A few months after its establishment, Hongyun lent 965 million yuan of the AMC’s funds to several of its affiliates without approval from the AMC’s shareholders or board. Hongyun also used its shares in the AMC as collateral for 800 million yuan in fund-raising.

In October 2017, Jilin Financial Holding Group sued the AMC and Hongyun for poor management. The state-owned minority shareholder said the AMC “suffered from operational difficulties and an inflated compliance structure under the Hongyun’s control.”

In January 2018, the Changchun Intermediate People’s Court ruled the AMC should be dissolved after the two shareholders failed to settle their dispute despite several attempts at an equity transfer and boosting the company’s registered capital. In January 2019, the Jilin Province High People's Court upheld the decision after the AMC and the shareholder filed an appeal against the original ruling.

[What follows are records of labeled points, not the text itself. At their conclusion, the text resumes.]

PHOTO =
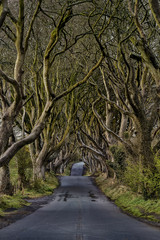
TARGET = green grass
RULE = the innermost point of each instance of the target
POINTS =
(15, 201)
(130, 202)
(39, 189)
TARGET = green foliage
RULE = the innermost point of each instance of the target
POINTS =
(41, 188)
(129, 201)
(34, 190)
(143, 180)
(21, 167)
(119, 160)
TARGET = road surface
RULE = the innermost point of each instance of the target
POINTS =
(79, 211)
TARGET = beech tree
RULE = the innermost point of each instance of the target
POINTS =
(21, 34)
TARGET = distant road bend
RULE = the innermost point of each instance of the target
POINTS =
(79, 211)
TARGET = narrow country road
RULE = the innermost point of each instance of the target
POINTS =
(79, 211)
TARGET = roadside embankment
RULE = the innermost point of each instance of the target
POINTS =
(130, 202)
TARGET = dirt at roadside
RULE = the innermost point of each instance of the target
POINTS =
(12, 215)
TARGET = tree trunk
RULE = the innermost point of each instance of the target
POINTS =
(5, 185)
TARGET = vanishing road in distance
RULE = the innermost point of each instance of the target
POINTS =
(79, 211)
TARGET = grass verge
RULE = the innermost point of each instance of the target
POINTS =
(39, 189)
(130, 202)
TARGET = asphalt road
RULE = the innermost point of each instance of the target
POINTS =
(79, 211)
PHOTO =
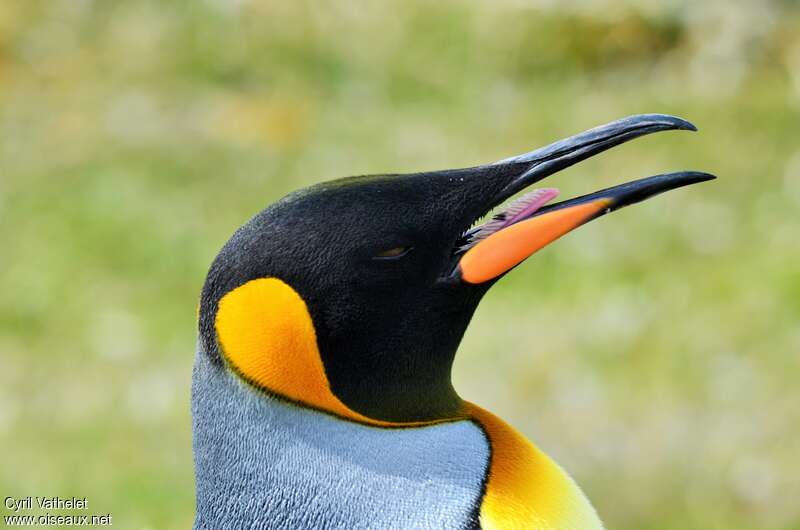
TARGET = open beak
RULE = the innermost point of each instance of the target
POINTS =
(494, 248)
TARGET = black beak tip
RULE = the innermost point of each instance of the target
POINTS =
(639, 190)
(667, 121)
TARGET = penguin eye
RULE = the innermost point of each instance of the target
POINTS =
(393, 253)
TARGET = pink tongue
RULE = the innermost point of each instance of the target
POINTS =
(532, 202)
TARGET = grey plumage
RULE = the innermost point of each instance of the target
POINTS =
(263, 463)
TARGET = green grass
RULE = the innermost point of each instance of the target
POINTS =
(653, 353)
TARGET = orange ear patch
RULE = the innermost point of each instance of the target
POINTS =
(266, 333)
(525, 489)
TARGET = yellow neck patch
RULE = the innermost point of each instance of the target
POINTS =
(526, 489)
(266, 333)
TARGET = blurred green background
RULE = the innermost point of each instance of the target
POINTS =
(654, 353)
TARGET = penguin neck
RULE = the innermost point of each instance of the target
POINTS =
(261, 459)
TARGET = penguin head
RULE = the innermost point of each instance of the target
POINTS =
(352, 296)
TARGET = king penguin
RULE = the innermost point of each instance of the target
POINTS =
(328, 326)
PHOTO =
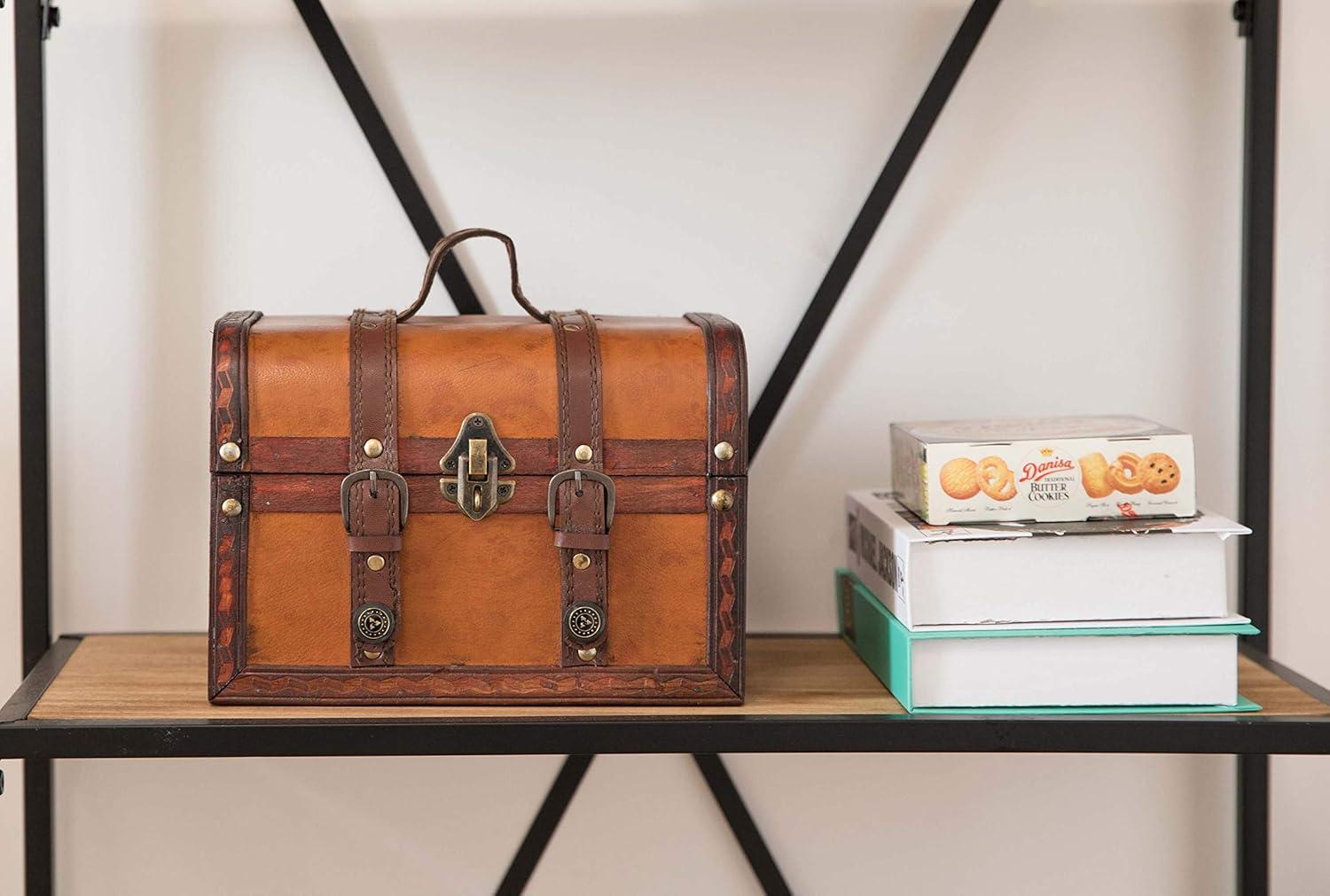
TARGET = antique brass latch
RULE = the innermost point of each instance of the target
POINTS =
(476, 459)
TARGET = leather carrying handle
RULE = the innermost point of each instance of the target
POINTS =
(446, 245)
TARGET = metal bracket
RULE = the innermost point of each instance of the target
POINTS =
(50, 18)
(1244, 13)
(475, 459)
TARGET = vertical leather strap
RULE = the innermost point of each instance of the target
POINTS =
(374, 504)
(582, 534)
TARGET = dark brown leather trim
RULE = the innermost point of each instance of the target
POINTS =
(534, 456)
(580, 510)
(374, 504)
(229, 536)
(497, 685)
(729, 584)
(374, 544)
(231, 387)
(728, 398)
(295, 494)
(582, 540)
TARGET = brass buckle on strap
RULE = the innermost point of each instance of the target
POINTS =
(374, 476)
(577, 476)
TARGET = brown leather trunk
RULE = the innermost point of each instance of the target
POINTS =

In its final ruling, the Supreme Court said that Hongyun had not recovered the 965 million yuan loan before the end of 2015 as the AMC had previously guaranteed.

That meant the AMC’s “main business of acquiring and disposing of non-performing assets could not be carried out normally,” the Supreme Court said. “The purpose of the establishment of the company was also frustrated. Serious difficulties have occurred in the operation of the company.”

The court added that allowing the company to continue operating would only lead to Hongyun’s future making of unilateral decisions due to its dominant position, which would harm the interests of the minority shareholder.